All patients and controls were subjected to the following:
- Complete history taking, including general and demographic data such as age, sex, weight, height, family history, and disease duration, was done. BMI (kg/m2) was calculated.
- General and local examinations, including total number of swollen joints, joints with tenderness and extraarticular involvement, were recorded for patients.
- Complete blood count was done using cell counters (Ruby CELL DYN, Abbott, Germany).
- ESR was performed by Westergren method.
- Serum glucose, urea, creatinine, uric acid, and liver function test were done using Dimension RXL max.
- RF and C-reactive protein (CRP) were done by Rapid latex slide agglutination test.
- Antinuclear antibody (ANA) was done on Alegria [(ORGENTEC Diagnostic GmbH)Mainz, Germany (Elabscience) Hubei, China] using ANA detect kit (ORG200-ORGENTEC), Lot.no. 1712712.
- Anti-CCP were done on Alegria (ORGENTEC Diagnostic GmbH), using anti-CCP detect kit (ORG301-ORGENTEC) Lot.no. 1621171.
- HSP70 was measured by sandwich ELISA technique using human HSP70 kit (Elabscience, China), Lot.no. AK0017AUG30015.
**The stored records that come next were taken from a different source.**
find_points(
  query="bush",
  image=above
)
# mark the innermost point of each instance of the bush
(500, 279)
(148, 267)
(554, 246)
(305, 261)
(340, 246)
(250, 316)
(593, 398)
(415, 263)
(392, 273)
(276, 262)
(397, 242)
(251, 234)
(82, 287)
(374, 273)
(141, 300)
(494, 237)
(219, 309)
Data were collected and analyzed those using SPSS (Statistical Package for the Social Science, version 20; IBM, Armonk, New York, USA). Continuous data were expressed in the form of mean ± SD or median and range, whereas nominal data were expressed in the form of frequency (percentage). χ2 test was used to compare the nominal data of different groups in the study, whereas Student t test was used to compare mean of different two groups and analysis of variance test for more than two groups in case of normally distributed data. Spearman correlation was used to determine the correlation between different continuous variables in the current study. Diagnostic accuracy of the HSP70 for diagnosing RA was determined by receiver operating characteristic curve. P value was significant if less than 0.05.
| Results|| |
[Table 1] shows the demographic data of both studied groups. The age of the study group ranged from 18 to 57 years (mean ± SD, 41.36 ± 10.92 years) and age of control group ranged from 25 to 56 years (mean ± SD, 37.57 ± 10.39 years). Most (94.9% of study group and 85.7% of control group) of the enrolled subjects were females. Regarding the demographic data, there were no significant differences between both groups.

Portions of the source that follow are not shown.